Litos

Personal information
- Full name: Luís Filipe Vieira Carvalha
- Date of birth: 6 January 1967 (age 59)
- Place of birth: São João da Madeira, Portugal
- Height: 1.74 m (5 ft 9 in)
- Position: Midfielder

Youth career
- 1980–1982: Sanjoanense
- 1982–1984: Sporting CP

Senior career*
- Years: Team / Apps / (Gls)
- 1984–1992: Sporting CP / 151 / (11)
- 1992–1994: Boavista / 14 / (0)
- 1994–1995: Braga / 12 / (1)
- 1995–1996: Estoril / 27 / (2)
- 1996–1998: Lusitanos Saint-Maur
- 1998–1999: Atlético / 10 / (0)
- Total:  / 214 / (14)

International career
- 1984–1986: Portugal U21 / 5 / (0)
- 1985: Portugal / 2 / (0)

Managerial career
- 2004–2007: Estoril
- 2009: Maxaquene
- 2009–2010: Portimonense
- 2011–2012: Leixões
- 2012–2015: Liga Desportiva
- 2016: Oriental
- 2018: Amora

= Litos (footballer, born 1967) =

Portuguese footballer

Luís Filipe Vieira Carvalha (born 6 January 1967), known as Litos, is a Portuguese former professional footballer who played as a midfielder. He was also a manager.

==Playing career==
Litos was born in São João da Madeira, Aveiro District. As Sporting CP was coached by John Toshack, he made his first-team debut at the age of 17. His best individual season would be precisely his first – 28 matches, six goals, even reaching the Portugal national team– and he remained an important member of the main squad the following years.

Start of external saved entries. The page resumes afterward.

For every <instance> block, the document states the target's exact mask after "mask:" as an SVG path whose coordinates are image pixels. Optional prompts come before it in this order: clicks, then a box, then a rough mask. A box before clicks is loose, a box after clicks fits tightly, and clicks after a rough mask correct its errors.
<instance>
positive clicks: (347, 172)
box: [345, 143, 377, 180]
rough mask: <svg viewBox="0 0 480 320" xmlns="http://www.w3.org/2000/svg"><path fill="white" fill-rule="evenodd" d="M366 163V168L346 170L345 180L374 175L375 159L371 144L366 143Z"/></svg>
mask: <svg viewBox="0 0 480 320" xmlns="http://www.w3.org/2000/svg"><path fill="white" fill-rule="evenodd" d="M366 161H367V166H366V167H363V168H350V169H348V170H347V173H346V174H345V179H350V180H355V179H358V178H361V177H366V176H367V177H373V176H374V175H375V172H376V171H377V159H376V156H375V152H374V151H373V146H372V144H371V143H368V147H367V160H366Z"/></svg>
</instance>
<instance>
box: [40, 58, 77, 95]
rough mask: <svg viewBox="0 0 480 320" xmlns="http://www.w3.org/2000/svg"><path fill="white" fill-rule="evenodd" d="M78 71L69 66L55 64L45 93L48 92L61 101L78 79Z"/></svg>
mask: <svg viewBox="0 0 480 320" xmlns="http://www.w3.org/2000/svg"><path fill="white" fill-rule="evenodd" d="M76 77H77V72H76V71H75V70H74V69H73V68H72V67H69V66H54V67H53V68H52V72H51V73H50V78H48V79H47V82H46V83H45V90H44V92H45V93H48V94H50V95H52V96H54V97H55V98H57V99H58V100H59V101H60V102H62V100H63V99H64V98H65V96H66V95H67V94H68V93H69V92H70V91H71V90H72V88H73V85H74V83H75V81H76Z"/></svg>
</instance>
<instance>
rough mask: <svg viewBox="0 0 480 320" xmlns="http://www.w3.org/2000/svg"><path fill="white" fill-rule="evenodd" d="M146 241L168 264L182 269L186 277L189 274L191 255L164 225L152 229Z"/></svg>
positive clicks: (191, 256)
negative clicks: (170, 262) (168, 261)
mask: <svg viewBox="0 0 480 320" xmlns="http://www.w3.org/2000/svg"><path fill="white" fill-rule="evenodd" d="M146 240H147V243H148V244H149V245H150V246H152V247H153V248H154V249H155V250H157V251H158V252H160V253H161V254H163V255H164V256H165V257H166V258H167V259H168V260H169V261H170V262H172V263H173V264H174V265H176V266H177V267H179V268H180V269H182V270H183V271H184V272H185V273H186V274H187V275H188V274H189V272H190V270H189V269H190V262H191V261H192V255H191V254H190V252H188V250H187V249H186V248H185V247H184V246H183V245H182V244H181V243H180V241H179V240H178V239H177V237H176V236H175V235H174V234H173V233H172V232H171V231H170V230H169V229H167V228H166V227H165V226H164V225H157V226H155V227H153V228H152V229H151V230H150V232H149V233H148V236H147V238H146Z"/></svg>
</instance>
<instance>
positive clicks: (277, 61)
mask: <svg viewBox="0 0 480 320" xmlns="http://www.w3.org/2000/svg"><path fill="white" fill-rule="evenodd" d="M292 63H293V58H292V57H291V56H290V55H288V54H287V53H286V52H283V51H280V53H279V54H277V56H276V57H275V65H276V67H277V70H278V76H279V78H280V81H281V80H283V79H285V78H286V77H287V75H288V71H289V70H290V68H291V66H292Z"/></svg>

Litos left the Lions in 1992, and represented, without much success at least in his country's Primeira Liga, Boavista FC, S.C. Braga, G.D. Estoril Praia, US Lusitanos Saint-Maur (third division, in France) and Atlético Clube de Portugal. He retired from the game in 1999, aged 32.

==Coaching career==
Litos began working as a manager in 2004, starting with former club Estoril and not being able to prevent relegation from the top flight. In the 2009–10 campaign, he led Portimonense S.C. back to the same league after a two-decade absence.

Litos was fired by Portimonense in late December 2010, as the Algarve side ranked second-bottom. Shortly after, he signed for Leixões S.C. of the second tier, leaving the club on 14 February 2012.

Starting in 2012, Litos went on to spend several seasons in the Moçambola with Liga Desportiva de Maputo. In February 2016, he returned to his country and its second division, leaving Clube Oriental de Lisboa's bench after less than one month alleging personal reasons.